Saturday, 22 October 2016

Without finding a sexual partner is now a disability

sexual partner

People who don't have sex or struggle to find a sexual partner to have children together will now be considered as a disabled, according to new guidelines set to be announced.

Until now, infertility - the failure to achieve pregnancy after 12 months or more of regular unprotected sex - was not considered a disability.

But now in dramatic move the World Health Organisation will change the standard to suggest that a person who is unable to find a suitable sexual partner or is lacking a sexual relationship to have children - will now be equally classified as disabled.

WHO says the change will give every individual "the right to reproduce".

Under the new rules, heterosexual single men and women and gay men and women who want to have children will now be given the same priority as a couple seeking IVF because of medical fertility problems.

But critics branded the new laws as "absurd nonsense" arguing that the organisation has overstepped the mark by moving into social matters rather than health.

Gareth Johnson MP, former chair of the All Parliamentary Group on Infertility, whose own children were born thanks to fertility treatment, said: "I'm in general a supporter of IVF. But I've never regarded infertility as a disability or a disease but rather a medical matter.

"I'm the first to say you should have more availability of IVF to infertile couples but we need to ensure this whole subject retains credibility.

"This definition runs the risk of undermining the work Nice and others have done to ensure IVF treatment is made available for infertile couples when you get definitions off the mark like this. I think it's trying to put IVF into a box that it doesn't fit into frankly."

Josephine Quintavalle,from Comment on Reproductive Ethics added: "This absurd nonsense is not simply re-defining infertility but completely side-lining the biological process and significance of natural intercourse between a man and a woman.

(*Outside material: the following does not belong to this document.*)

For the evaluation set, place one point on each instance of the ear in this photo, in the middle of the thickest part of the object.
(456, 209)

"How long before babies are created and grown on request completely in the lab?"

But Dr David Adamson, an author of the new standards, argued it is a "big chance" for single and gay people.

He said: "The definition of infertility is now written in such a way that it includes the rights of all individuals to have a family, and that includes single men, single women, gay men, gay women.

"It puts a stake in the ground and says an individual's got a right to reproduce whether or not they have a partner. It's a big change.

"It fundamentally alters who should be included in this group and who should have access to healthcare. It sets an international legal standard. Countries are bound by it."

A spokesman for the Department of Health said the NHS was under no obligation to follow World Health Organisation's final advice.